Apr 16 / Latest News

Anthropic Releases Claude Opus 4.7 With Major Upgrades for Agentic AI Workflows

Anthropic has released Claude Opus 4.7, a significant update aimed at teams building long‑running, autonomous AI workflows. The new model delivers stronger performance in advanced software engineering, multimodal reasoning, and strict instruction adherence—capabilities that matter when AI agents must operate reliably across multi‑step tasks without supervision. Opus 4.7 is now available across all Claude products, the API, Amazon Bedrock, Google Cloud’s Vertex AI, and Microsoft Foundry, with pricing unchanged from Opus 4.6.

The upgrade introduces major improvements in handling complex coding tasks, including better self‑verification and more consistent execution during extended runs. Vision capabilities have also expanded, with support for images up to 2,576 pixels on the long edge—more than triple the resolution of earlier Claude models—enabling use cases such as reading dense screenshots, extracting structured data, and performing pixel‑accurate analysis. Anthropic notes that teams migrating from Opus 4.6 should expect stricter instruction‑following behavior and may need to adjust prompts accordingly.

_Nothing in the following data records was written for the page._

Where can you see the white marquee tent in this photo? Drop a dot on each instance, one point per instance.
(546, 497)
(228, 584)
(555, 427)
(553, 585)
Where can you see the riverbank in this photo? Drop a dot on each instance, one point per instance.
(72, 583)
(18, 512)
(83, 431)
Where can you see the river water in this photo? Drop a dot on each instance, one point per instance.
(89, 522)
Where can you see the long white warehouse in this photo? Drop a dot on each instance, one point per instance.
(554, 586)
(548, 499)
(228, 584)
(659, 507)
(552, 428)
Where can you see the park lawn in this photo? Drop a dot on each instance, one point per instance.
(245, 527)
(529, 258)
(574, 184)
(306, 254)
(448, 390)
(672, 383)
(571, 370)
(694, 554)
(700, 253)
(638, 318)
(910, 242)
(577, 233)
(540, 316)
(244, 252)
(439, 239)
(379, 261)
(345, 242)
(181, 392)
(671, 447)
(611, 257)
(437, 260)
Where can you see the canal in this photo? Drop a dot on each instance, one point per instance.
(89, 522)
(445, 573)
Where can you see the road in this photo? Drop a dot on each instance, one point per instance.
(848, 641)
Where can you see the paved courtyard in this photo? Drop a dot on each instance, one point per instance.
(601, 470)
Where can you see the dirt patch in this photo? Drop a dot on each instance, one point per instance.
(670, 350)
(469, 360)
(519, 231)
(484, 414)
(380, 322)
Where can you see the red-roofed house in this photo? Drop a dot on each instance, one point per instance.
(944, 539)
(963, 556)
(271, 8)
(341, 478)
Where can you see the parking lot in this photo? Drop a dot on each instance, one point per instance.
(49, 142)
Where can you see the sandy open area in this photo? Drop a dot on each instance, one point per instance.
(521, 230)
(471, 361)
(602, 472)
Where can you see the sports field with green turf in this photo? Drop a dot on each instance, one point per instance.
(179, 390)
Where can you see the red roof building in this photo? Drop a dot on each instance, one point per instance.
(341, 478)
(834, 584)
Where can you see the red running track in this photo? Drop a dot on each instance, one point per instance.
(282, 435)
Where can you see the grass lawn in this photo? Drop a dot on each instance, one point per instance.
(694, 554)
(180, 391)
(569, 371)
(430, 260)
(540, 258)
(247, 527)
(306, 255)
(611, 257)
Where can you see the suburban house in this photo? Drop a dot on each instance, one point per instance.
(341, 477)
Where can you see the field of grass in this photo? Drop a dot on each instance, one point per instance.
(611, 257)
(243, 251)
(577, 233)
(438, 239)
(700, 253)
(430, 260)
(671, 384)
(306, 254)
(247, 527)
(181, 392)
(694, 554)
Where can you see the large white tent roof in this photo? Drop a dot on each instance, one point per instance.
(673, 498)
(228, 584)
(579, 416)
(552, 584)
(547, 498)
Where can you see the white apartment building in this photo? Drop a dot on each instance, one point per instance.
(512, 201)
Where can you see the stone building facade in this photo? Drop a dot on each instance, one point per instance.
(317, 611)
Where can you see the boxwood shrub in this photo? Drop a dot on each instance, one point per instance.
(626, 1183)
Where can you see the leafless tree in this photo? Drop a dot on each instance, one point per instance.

Opus 4.7 also enhances file‑system‑based memory, allowing the model to retain and use notes across multi‑session workflows. The release carries policy significance as well: it is the first model on which Anthropic is testing new cybersecurity safeguards before expanding them to its more capable Mythos‑class systems. These safeguards automatically block high‑risk or prohibited cyber requests, while legitimate security researchers can apply to Anthropic’s new Cyber Verification Program for approved use.

Safety evaluations show a profile similar to Opus 4.6, with improvements in honesty and resistance to malicious prompt injection, though the model remains imperfect in certain harm‑reduction scenarios. Migration considerations include a new tokenizer that increases token counts by 1.0–1.35× depending on content, and higher output generation at elevated effort levels. Anthropic says internal testing shows overall efficiency gains despite the increased tokenization.